1. ## potential energy, how high to they end up, question

Tarzan is in the path of a pack of stampeding elephants when Jane swings in on a rope vince, careing Tarzan to safety. The length of the vince is 25m and Jane starts her swing with the rope horizontal. If Jane’s mass is 54kg and Tarzan’s is 82 kg, to hwat hieght above the ground will the pair swing after she rescues him? Assume rope is vertical when she grabs him.
Initially $U_1=mgh=54kg(9.81m/s^2)25m=13243.5 J$
All this potential energy is converted to kinetic energy when Jane grabs Tarzan. So $K_2=U_1=13243.5J=\frac{1}{2}m_Jv^2 \Longleftrightarrow v=\sqrt{\frac{2U_1}{m_J}}=\sqrt{\frac{2(13243.5J)} {54kg}}=22.147m/s$
When Jane and Tarzan come to rest $U_3=\frac{1}{2}(m_J+m_T)v_2^2=(m_T+m_J)gh_3 \Longleftrightarrow h_3 = \frac{\frac{1}{2}(m_J+m_t)^2v_2^2}{(m_J+m_T)g}=347 5m$

2. Originally Posted by superdude
Tarzan is in the path of a pack of stampeding elephants when Jane swings in on a rope vince, careing Tarzan to safety. The length of the vince is 25m and Jane starts her swing with the rope horizontal. If Jane’s mass is 54kg and Tarzan’s is 82 kg, to hwat hieght above the ground will the pair swing after she rescues him? Assume rope is vertical when she grabs him.
Initially $U_1=mgh=54kg(9.81m/s^2)25m=13243.5 J$
All this potential energy is converted to kinetic energy when Jane grabs Tarzan. So $K_2=U_1=13243.5J=\frac{1}{2}m_Jv^2 \Longleftrightarrow v=\sqrt{\frac{2U_1}{m_J}}=\sqrt{\frac{2(13243.5J)} {54kg}}=22.147m/s$
When Jane and Tarzan come to rest $U_3=\frac{1}{2}(m_J+m_T)v_2^2=(m_T+m_J)gh_3 \Longleftrightarrow h_3 = \frac{\frac{1}{2}(m_J+m_t)^2v_2^2}{(m_J+m_T)g}=347 5m$
yes it is. you forgot one important principle ... an inelastic collision occurs at the bottom of the swing.

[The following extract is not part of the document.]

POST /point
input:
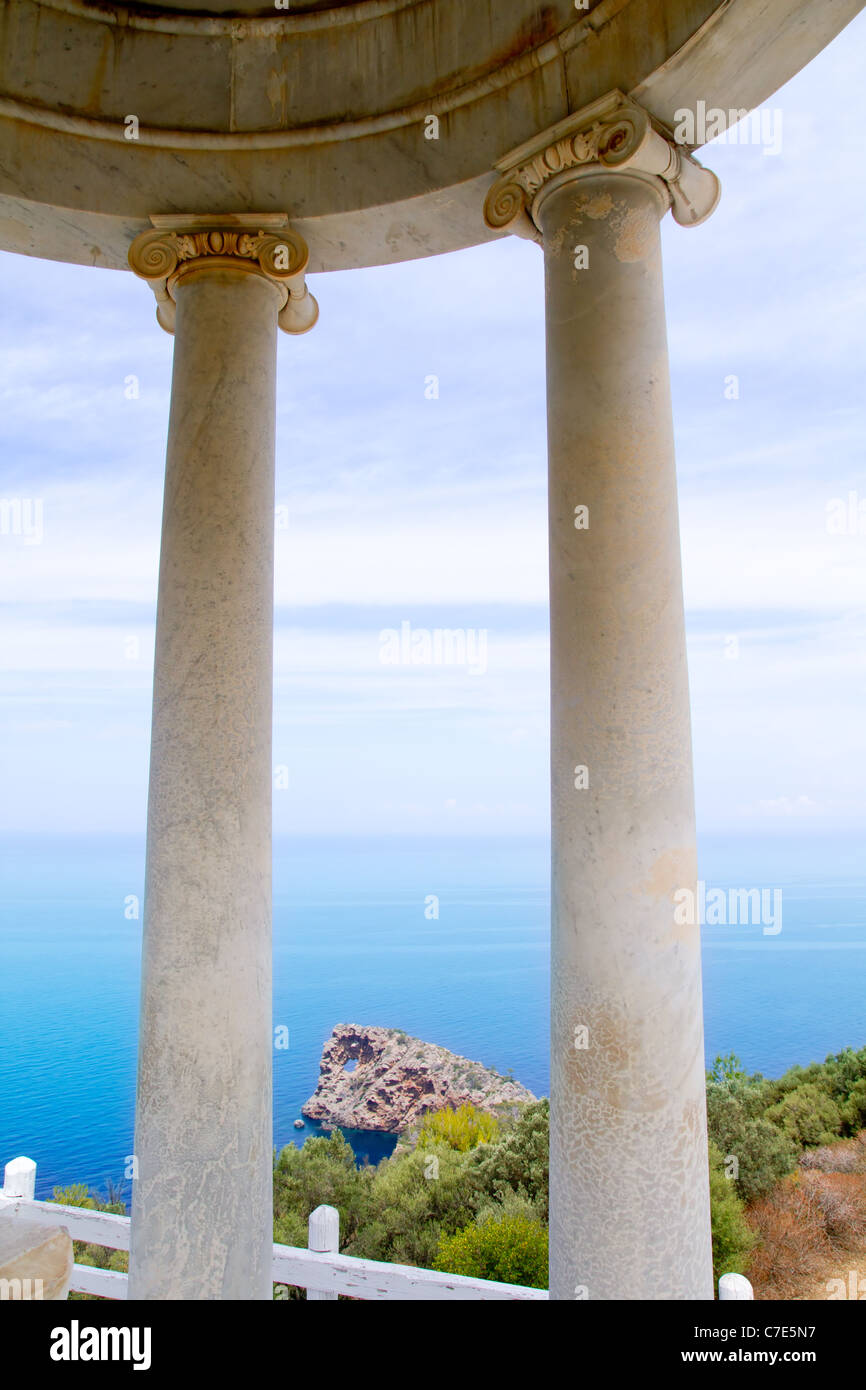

using conservation of momentum ...

$v$ = jane's speed at the bottom of the swing

$v_f$ = jane+tarzan's speed after the pick up

$M_J v = (M_j + M_T)v_f$

$\frac{M_J v}{M_J+M_T} = v_f$

now convert the kinetic energy after the collision back to GPE

3. Ok so just before Jane grabs Tarzan her velocity is $v=\sqrt{\frac{2mgh}{m}}=\sqrt{2(9.81m/s^2)2m}$ and using conservation of momentum their velocity after the grab is $v=\frac{v_{oT}m_T+v_{oJ}m_J}{m_T+m_J}=8.79375m/s$ then using the fact that the kinetic energy after the grab will all be converted into potential energy again $k=\frac{1}{2}mv^2=U=mgh_2$ solving for $h_2$ I get 3.94m which makes a whole lot more sense than what I had before.